Most of the staff members worked second jobs for the pleasure of practicing medicine free of charge. Adams gave several reasons why caring and compassion bring joy. They are acts that make for true heroes and were central messages of Jesus and the Buddha, he said. Caring also gives a sense of enthusiasm and fulfillment.

“I’ve never taken a single day to myself in my entire adult life,” Adams proclaimed. “Yet each day of helping others is really a pleasure for myself.”

Adams thinks the U.S. health-care system is in shambles. He noted its profit-driven nature and a lack of emphasis on compassion or preventative health care in medical schools.

After closing down in 1983 due to lack of financial support, Adams vowed to build a new, larger Gesundheit Institute compound. Using donations, he purchased a 321-acre property with waterfalls and a lake in Pocahontas County, West Virginia. Buildings planned there include a 40-bed hospital, clinic and teaching center and construction work is halfway done.

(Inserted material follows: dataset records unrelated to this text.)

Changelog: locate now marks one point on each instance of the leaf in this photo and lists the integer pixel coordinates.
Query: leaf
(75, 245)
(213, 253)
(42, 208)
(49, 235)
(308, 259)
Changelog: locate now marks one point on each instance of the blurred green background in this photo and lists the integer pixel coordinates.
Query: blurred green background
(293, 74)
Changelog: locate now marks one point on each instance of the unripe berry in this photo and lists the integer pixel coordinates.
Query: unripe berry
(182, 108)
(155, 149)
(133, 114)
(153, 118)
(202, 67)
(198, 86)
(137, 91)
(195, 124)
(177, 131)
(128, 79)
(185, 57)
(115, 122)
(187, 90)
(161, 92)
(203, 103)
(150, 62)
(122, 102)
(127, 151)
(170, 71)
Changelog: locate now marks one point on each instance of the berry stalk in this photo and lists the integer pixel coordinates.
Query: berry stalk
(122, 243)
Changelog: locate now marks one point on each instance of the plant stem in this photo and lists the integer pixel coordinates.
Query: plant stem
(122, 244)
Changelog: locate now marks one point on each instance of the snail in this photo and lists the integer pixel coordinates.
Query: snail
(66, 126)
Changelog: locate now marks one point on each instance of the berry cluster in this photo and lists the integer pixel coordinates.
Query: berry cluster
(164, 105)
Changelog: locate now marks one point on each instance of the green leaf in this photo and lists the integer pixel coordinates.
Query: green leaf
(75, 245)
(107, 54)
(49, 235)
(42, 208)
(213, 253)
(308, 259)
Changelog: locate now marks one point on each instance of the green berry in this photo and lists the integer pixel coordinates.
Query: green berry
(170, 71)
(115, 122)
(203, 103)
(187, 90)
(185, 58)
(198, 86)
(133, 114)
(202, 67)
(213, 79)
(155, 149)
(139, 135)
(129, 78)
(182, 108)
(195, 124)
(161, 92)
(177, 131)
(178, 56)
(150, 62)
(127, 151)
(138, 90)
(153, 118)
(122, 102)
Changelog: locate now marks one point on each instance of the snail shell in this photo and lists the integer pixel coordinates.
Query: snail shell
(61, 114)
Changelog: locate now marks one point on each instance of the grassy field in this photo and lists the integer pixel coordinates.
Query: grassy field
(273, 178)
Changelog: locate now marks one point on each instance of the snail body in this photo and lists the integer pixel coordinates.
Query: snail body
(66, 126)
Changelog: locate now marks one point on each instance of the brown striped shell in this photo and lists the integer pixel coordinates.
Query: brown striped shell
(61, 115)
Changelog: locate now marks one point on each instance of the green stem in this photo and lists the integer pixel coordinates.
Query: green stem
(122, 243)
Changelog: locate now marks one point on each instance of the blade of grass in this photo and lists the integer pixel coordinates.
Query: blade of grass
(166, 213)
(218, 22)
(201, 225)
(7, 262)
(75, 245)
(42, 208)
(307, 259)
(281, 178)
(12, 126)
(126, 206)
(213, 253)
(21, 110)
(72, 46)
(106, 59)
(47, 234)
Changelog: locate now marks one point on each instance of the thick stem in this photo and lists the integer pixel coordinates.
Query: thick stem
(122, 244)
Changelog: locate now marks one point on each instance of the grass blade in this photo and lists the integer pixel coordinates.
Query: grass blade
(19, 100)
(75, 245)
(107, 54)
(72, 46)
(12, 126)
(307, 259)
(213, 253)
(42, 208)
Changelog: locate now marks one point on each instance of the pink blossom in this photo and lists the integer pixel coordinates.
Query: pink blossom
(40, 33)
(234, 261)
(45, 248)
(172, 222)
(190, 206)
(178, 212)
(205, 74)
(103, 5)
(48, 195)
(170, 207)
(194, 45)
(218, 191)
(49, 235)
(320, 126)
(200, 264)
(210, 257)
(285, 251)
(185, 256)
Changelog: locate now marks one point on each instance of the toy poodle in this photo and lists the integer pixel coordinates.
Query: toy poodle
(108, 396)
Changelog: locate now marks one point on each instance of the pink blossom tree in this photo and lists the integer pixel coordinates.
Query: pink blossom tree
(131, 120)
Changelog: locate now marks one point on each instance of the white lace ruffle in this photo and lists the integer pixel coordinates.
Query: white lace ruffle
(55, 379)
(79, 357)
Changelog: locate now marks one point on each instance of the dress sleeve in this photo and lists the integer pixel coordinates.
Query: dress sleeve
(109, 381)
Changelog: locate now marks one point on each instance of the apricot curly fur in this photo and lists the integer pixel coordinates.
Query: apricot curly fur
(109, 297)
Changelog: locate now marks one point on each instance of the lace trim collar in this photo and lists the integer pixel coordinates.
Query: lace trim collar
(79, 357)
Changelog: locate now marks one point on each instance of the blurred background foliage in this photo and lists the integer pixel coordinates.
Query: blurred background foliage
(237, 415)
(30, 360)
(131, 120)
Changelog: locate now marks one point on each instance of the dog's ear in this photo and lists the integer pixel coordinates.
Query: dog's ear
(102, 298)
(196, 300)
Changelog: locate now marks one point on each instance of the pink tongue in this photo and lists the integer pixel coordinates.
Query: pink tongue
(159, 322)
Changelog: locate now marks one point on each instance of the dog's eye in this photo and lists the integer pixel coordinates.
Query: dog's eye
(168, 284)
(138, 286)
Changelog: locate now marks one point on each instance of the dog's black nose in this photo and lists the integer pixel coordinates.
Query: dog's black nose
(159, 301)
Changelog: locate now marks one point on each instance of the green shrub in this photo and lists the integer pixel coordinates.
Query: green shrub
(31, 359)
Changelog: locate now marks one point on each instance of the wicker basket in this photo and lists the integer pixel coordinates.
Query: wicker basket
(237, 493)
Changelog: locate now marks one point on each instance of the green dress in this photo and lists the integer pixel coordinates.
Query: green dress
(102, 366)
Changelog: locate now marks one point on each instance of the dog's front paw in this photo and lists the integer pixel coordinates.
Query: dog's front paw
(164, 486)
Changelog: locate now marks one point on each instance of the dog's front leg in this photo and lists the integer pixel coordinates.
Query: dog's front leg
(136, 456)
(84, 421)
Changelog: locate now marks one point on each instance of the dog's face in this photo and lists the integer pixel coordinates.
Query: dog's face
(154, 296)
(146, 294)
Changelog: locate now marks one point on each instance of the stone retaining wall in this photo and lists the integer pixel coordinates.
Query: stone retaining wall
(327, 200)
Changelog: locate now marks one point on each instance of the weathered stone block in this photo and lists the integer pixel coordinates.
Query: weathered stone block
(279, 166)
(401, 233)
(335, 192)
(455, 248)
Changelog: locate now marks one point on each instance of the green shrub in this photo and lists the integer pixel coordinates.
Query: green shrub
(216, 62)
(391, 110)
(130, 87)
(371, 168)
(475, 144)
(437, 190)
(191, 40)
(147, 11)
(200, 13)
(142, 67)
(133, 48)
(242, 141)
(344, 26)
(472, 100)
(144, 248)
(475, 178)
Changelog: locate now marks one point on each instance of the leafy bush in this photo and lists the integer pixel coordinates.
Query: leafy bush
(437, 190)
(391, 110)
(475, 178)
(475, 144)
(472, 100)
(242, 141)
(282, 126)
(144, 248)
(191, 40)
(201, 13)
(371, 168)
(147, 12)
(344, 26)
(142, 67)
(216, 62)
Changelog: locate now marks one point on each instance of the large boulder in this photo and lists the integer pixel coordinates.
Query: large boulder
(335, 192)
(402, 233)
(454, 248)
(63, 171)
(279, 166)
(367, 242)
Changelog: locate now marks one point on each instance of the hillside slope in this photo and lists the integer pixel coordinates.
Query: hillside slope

They will be run using Adams’ original, free, compassionate-care model.

Adams said he tours the world 300 days a year, both to raise funds for the institute and to take staffers and volunteer medical students on compassionate clowning trips to help the sick and dying. He showed several touching video clips of his ministering sessions, such as a cancer patient in Cuba surrounded by family, only a few days from death. Adams managed to elicit laughter, loud singing, clapping and tears of joy from the woman.

“I’ve clowned at over 10,000 death beds, never just to get a smile but to engage the patient,” he said.

Adams’ work is paralleled in a small, local way by the aforementioned Shalom Free Clinic, which gives free medical and mental health treatment to all comers each Sunday at its 1190 E. First Ave. location inside the Congregational Church of Chico.

“His philosophy is ours,” said Shalom’s director, Nancy Morgans-Ferguson. “We also believe you can’t separate the health of the individual from the family, community and the world.”

Today, plans for the institute continue, and Adams said he is advising writers of a sequel to the film about his life’s work. Though not religious, he said that all major faiths teach love and compassion. He said people should follow the advice from the big-screen comedy Bill and Ted’s Excellent Adventure: “Be excellent to each other.”